Parmi les mesures évoquées, la révision de la fiscalité des heures supplémentaires pour les entreprises, l'augmentation des prélèvements sociaux sur les revenus du patrimoine, ou encore une taxe exceptionnelle de 3% sur les plus haut revenus, c'est-à-dire les ménages dont le revenu fiscal dépasse 500 000 euros pas an. Une dernière mesure symbolique, d’autant qu’elle est limitée dans le temps (2013), mais qui souligne la participation de l'ensemble de la nation à l'effort selon la ministre du budget et porte-parole du gouvernement, Valérie Pécresse.

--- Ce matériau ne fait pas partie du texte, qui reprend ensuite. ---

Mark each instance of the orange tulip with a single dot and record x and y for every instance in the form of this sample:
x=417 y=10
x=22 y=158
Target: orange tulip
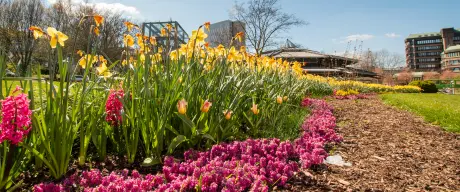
x=205 y=107
x=182 y=106
x=254 y=109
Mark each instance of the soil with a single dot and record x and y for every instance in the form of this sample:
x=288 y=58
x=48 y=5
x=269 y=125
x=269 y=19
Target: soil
x=390 y=150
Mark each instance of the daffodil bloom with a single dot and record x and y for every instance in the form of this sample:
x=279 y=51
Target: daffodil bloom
x=205 y=107
x=98 y=19
x=153 y=40
x=239 y=36
x=102 y=70
x=56 y=37
x=86 y=59
x=96 y=31
x=228 y=114
x=80 y=53
x=254 y=109
x=163 y=32
x=206 y=25
x=128 y=40
x=279 y=99
x=198 y=36
x=129 y=25
x=37 y=31
x=182 y=106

Un plan guidé par l’équité ? Tout le monde n’est pas de cet avis. Les classes moyennes aussi vont devoir mettre la main au porte-monnaie. L'augmentation du prix du tabac et de l'alcool, la création d'une taxe sur les sodas, ou encore l’augmentation des taxes sur les complémentaires de santé risque de peser lourd sur le budget des ménages les plus modestes. "On ne fait pas d’omelettes sans casser des œufs", souligne sur France Info Henri Sterdyniak, économiste à l'observatoire français des conjonctures économiques (OFCE). "A partir du moment où on dit qu’en période de dépression on veut gagner 0,5% du PIB, naturellement, il faut faire payer assez lourdement un certain nombre de classes moyennes", analyse-t-il. Et d’ajouter qu'on "aurait pu préférer attendre que la croissance soit plus assurée pour se lancer dans de telles hausses d’impôts".

Minimaliste, décevant, hypocrite… Opposition et syndicats montent ensemble au créneau. "Les niches ne sont pas remises en cause de façon assez importante", regrette Véronique Descacq. La secrétaire nationale chargée des questions économiques à la CFDT estime que ce plan ne résout en rien le problème du manque d'équité du système fiscale français. Même analyse du secrétaire général de Force Ouvrière : "Ça relève du gadget. Je pense notamment aux 16 PDG qui, ces derniers jours, ont fait des déclarations. Ils ont une taxe qui est une taxe exceptionnelle. Ça va leur permettre de conserver des rémunérations exorbitantes. La véritable réforme qu’il faudrait faire, c’est une réforme fiscale d’ensemble et mieux réguler les modes de rémunération des gens les plus riches ", martèle Jean-Claude Mailly.

Dans les rangs de l’opposition, cette "politique d’austérité" qui ne dit pas son nom, c’est avant tout l’aveu d’un "échec" de la politique économique et budgétaire du gouvernement, estime le socialiste Michel Sapin : "Le Premier ministre est obligé lui-même de dire que le seuil de l'endettement maximum est dépassé. C'est son endettement, l'endettement de sa politique", souligne l'ancien ministre de l'économie, tandis que chez les Verts Yannick Jadot, porte-parole d'Eva Joly, la candidate écologiste à la présidentielle, parle lui de "mesures cosmétiques" et d'une politique fiscale "qui emmène notre économie vers la récession".

Invité de France Info ce matin, l’ancien Premier ministre Dominique de Villepin, n'a pas de mots plus tendres. "C’est un début, une prise de conscience. Après quatre années d’une politique dispendieuse le gouvernement revient sur terre et constate la situation dramatique dans laquelle nous sommes sur le plan des finances publiques, sur le plan de l’endettement”, estime le président de République Solidaire, candidat à la présidentielle de 2012.